Weder Widerstandskämpfer noch Parteimitglieder
Alles keine Widerstandskämpfer - aber auch keine Männer des Regimes, keine Parteimitglieder, eher jene, die sich im Schatten der Verhältnisse durchwurstelten. Basils Vater, Geschäftmann und Kommunist zugleich, saß jahrelang immer wieder im Gefängnis, der Bruder eines anderen Nachbarn, General bei den Republikanischen Garden, verschwand vor Jahren spurlos.
Nun können sie ihr Schicksal auf einmal in die eigene Hand nehmen. Und haben im Kleinen damit angefangen. Jeder der sieben von Zayouna hat etwas beigetragen, einer hat zwei Kalaschnikows besorgt, ein anderer die Plastikstühle, ein nächster die Wasserpfeife, und gestern hat Dr. Mazen sogar ein Nachtsichtgerät aufgetrieben.
Kontakt per Lichtsignal
Kontakt mit den nächsten Straßenzügen wird nachts per Lichtsignal mit Taschenlampe gehalten, dreimal blinken: Achtung, Freunde! Wer auf Zuruf nicht stehenbleibt, wird beschossen. Was bislang zweimal geschehen sei, in den ersten Abenden, als die Beutejäger aus dem Slum von Saddam City herüberkamen.

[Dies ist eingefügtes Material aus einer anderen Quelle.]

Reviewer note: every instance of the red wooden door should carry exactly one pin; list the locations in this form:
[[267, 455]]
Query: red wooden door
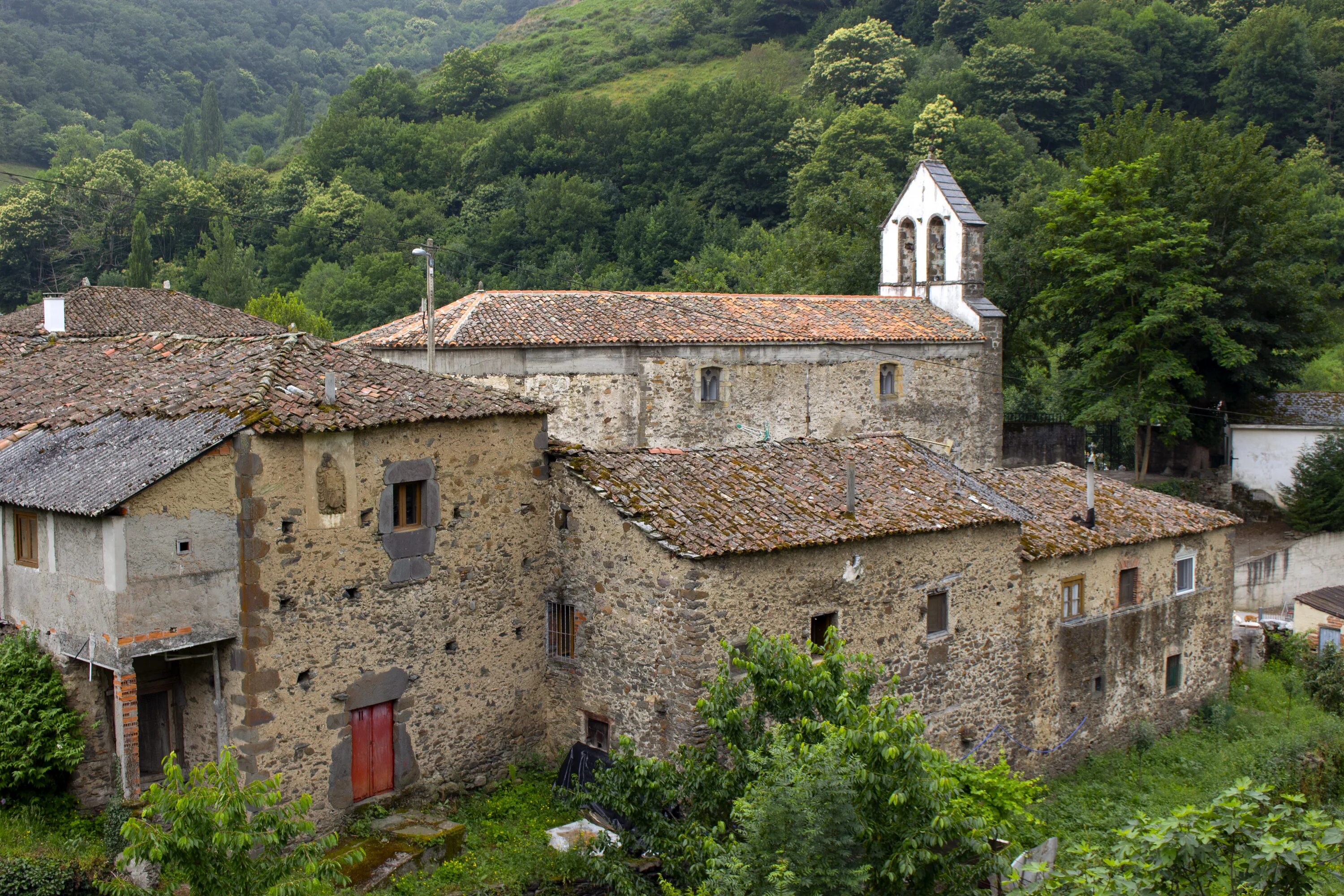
[[371, 762]]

Und so sitzen sie hier, in kleiner Besetzung tagsüber zu siebt des nachts, auf Campingstühlen um die Wasserpfeife gruppiert, bewachen ihr Viertel und reden, reden, reden. Wie verteidigen wir uns gegen Plünderer. Aber auch: Was soll werden aus diesem Land? Was sollen wir von den Amerikanern halten? Einerseits sind alle froh, dass er fort ist. Andererseits haben die Brandschatzungen der Amerikaner binnen Tagen die meisten Sympathien aufgebraucht. Und so verfluchen die Männer Saddam - weil er ihnen die Amerikaner auf den Hals gehetzt habe. Erzählen sich Witze, etwa jenen, dass den ängstlich auf Nachrichten wartenden Doppelgängern Saddams gesagt wird, man habe eine gute und eine schlechte Nachricht für sie; die gute: Saddam lebt. Die schlechte: Er habe seinen rechten Arm verloren.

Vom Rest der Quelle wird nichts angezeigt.